95 bin kişinin hayatını kaybettiği Avusturya’daki Mauthausen Toplama Kampında hayatını kaybedenler her yıl olduğu gibi bu yıl da 7 Mayıs’ta anıldı. Anma töreninde Türk Yahudi Toplumu temsilcileri de yer aldı.

 

Yıl 1938. Anschluss, yani Avusturya’nın Almanya tarafından ilhakından hemen sonra, Heinrich Himmler liderliğinde özel SS ekibi, Avusturya kırsalında toplama kampı kurmaya elverişli bir alan arayışına geçti. Bu toplama kampı, Avusturya sathındaki tüm vatan hainlerini yani muhalifleri toplamak için kullanılacaktı. Nihayet aranan yer bulundu: Mauthausen kasabası yakınındaki taş ocağına bitişik geniş alan. 1938 yılı Nisan ayında Naziler, bölgede, ‘Alman Toprak ve Taş İşleme’ şirketini kurdular. Amaçları bir taşla iki kuş vurmaktı, hem muhalifler toplanmış olacak hem de bu tutuklular bedava iş gücü olarak taş ocağında çalıştırılacaktı.

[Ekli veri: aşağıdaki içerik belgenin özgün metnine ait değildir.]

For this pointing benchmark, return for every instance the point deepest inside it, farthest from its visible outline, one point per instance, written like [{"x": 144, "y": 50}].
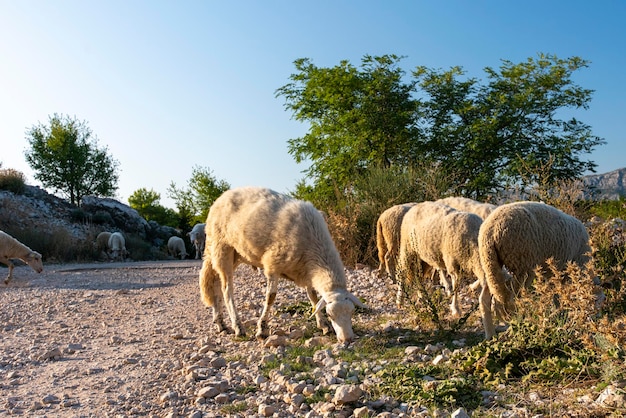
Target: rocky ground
[{"x": 133, "y": 339}]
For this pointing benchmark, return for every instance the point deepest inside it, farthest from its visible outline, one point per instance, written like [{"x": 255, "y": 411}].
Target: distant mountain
[{"x": 610, "y": 186}]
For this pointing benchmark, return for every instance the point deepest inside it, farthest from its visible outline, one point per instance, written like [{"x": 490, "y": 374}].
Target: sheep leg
[
  {"x": 320, "y": 319},
  {"x": 225, "y": 268},
  {"x": 10, "y": 275},
  {"x": 454, "y": 304},
  {"x": 484, "y": 301},
  {"x": 218, "y": 316},
  {"x": 270, "y": 296}
]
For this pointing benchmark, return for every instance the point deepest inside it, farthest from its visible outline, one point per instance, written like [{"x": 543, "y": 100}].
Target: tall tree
[
  {"x": 487, "y": 136},
  {"x": 202, "y": 190},
  {"x": 66, "y": 158},
  {"x": 358, "y": 117},
  {"x": 511, "y": 129}
]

Ağustos 1938’de, muhaliflerden oluşan 300 kişilik ilk tutuklu grubu kampı inşa etmek üzere bölgeye getirildi. Savaşın başlaması ile birlikte bu sayı 2.600’e ulaştı. Savaş boyunca sayılar yükselmeye, tutuklu çeşitliliği de genişlemeye devam etti. İlk önce politik muhalifler, peşinden dini muhalifler, Yahova Şahitleri, komünistler, Fransa tarafından Nazilere teslim edilen İspanyol Cumhuriyetçileri ve tabi ki Yahudiler de bu kampa gönderilmeye başlandı.

Yıllar içinde, Mauthausen Toplama Kampı, gaz odaları, fırınlar, infaz alanları, çalışma ve yaşam şartları ile mini bir ölüm kampı görünümüne büründü.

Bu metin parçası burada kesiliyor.